I have a confession to make. I used to belong to a group that has killed and maimed thousands of women since I joined in 2004. Within this same organization, numerous sexual assaults on its own women occur year after year, often unchecked and unreported. I turned a blind eye. I tried to convince myself I wasn’t involved. I even blamed the victims—anything to keep from becoming one of them.
I wasn’t in a gang. I wasn’t brainwashed in some fundamentalist cult. Nor was I one of the hundreds of thousands of women forced into prostitution every year by human traffickers. I was a sergeant in the United States military.
What can we do when a trusted national institution responsible for restoring peace and upholding democratic values allows any violence—especially sexual violence—to proliferate within its ranks? This is the question our military’s leaders should be grappling with this week. Recent reports and profiles of rampant sexual assault of recruits by their instructors in initial entry training.
Today marks International Women’s Day, and the United Nations Commission on the Status of Women is asking us all to be aware of and consider the 2013 theme of “elimination and prevention of all forms of violence against women and girls.”
On this International Women’s Day, I call on our military leaders to recognize that eliminating and preventing sexual violence within the ranks involves much more than simply improving reporting, cracking down on offenders, or enforcing a “battle-buddy” system. It requires a cultural shift that can only happen from within the organization, starting with leadership.
The irony of this year’s theme in our domestic context is readily apparent.
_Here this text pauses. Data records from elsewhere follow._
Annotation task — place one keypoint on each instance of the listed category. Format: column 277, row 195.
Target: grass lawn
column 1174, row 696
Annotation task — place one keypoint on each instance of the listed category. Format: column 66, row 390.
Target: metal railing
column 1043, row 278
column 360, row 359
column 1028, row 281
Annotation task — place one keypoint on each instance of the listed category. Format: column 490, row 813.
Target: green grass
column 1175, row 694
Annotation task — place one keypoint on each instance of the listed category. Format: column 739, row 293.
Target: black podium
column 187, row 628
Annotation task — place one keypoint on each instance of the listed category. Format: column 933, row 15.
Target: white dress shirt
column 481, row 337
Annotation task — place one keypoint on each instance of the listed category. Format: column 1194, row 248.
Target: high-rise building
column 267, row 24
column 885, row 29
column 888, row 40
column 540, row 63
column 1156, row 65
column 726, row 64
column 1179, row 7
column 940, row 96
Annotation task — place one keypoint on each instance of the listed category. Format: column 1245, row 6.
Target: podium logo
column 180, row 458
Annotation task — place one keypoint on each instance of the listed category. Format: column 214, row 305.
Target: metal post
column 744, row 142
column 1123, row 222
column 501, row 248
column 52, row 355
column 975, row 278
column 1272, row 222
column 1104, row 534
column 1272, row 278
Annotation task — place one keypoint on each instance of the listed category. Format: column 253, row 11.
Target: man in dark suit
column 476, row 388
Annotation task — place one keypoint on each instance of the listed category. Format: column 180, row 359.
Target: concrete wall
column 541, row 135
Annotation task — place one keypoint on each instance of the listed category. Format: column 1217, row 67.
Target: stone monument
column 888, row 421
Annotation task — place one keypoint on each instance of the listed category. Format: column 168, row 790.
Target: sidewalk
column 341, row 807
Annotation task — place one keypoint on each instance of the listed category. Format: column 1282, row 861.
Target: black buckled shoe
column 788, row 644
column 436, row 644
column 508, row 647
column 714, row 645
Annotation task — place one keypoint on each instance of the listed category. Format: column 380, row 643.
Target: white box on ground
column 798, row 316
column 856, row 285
Because of the Department of Defense’s decision to lift the 1994 ban on women serving in combat roles, women will now have equal opportunity to stand up for the American values and institutions that should protect all women against sexual violence. But as we charge women with this duty, we must take steps to ensure that they do not live in fear of the threat of sexual abuse within the military.
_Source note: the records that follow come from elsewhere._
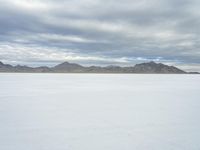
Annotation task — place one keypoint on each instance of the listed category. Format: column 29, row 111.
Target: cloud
column 100, row 32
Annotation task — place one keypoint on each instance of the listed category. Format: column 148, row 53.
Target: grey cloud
column 101, row 32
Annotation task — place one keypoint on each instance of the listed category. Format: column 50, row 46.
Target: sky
column 100, row 32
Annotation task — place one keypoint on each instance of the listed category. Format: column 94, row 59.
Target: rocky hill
column 66, row 67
There is a persistent problem of institutionalized sexual violence in the military that involves much more than a perpetrator-victim dynamic. The military’s intensely hierarchical structure is necessary for order and discipline, but it also gives superiors a degree of control unlike almost any other organization. It provides ample opportunity for the strong to prey on subordinates through the “break and build” mentality—a frequently employed training strategy that some superiors have taken too far. For all our society’s advancements, subordinates still have limited recourse, especially in a training environment.
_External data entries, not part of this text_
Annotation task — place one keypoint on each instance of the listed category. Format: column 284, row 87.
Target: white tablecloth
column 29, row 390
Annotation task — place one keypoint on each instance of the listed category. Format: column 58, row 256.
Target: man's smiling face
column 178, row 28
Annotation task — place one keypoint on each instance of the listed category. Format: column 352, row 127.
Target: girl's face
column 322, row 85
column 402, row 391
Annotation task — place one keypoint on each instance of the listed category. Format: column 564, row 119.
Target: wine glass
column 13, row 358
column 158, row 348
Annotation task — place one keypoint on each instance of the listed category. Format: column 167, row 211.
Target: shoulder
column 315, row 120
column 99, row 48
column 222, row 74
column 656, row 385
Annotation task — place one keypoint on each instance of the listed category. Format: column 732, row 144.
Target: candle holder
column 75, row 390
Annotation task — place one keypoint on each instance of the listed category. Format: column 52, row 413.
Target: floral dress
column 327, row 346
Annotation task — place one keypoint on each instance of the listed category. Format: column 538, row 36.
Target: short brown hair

Furthermore, women only make up approximately 15 percent of the total force, mostly in “service and support” roles that are seen by many as subservient to the men in the combat arms community. Many have speculated that allowing women to serve in combat roles will help eliminate the “brass ceiling” that accounts for the paucity of women in the highest ranks, and issues that affect women disproportionately, like sexual violence, will receive just attention.
Preventing, eliminating, and caring for victims of sexual assault in the military should be a natural bipartisan effort. Legislative victories have been slow in coming, and there is no reason to believe they will have an effect on the military subculture or sufficiently prevent and eliminate sexual assault. While the recently introduced Ruth Moore Act of 2013 is a bold and necessary step toward protecting military sexual-trauma victims, it has only a 3 percent chance of getting past the House Veterans’ Affairs Committee. The 2013 National Defense Authorization Act included 19 sexual-violence provisions, but there is no guarantee they will be expeditiously implemented or applied consistently. Even the long-overdue reauthorization of the Violence Against Women Act last week missed an opportunity to add specific military provisions.
Commanders can’t afford to wait for guidance or action to come from a divided Congress, especially on an issue as nuanced as institutionalized sexual violence in our armed services. Our military leaders of all grades are under a moral imperative to enforce a higher standard, and to do better than our Congress to protect all servicemembers, especially women, from sexual violence.
From field-grade officers to training instructors, and from the Joint Chiefs of Staff to the lowest enlisted recruits who are our military’s future leaders—every leader needs to reexamine how he (or she) can reinforce a culture of service, not subservience; of openness, not oppression; of sacrifice, and not submission.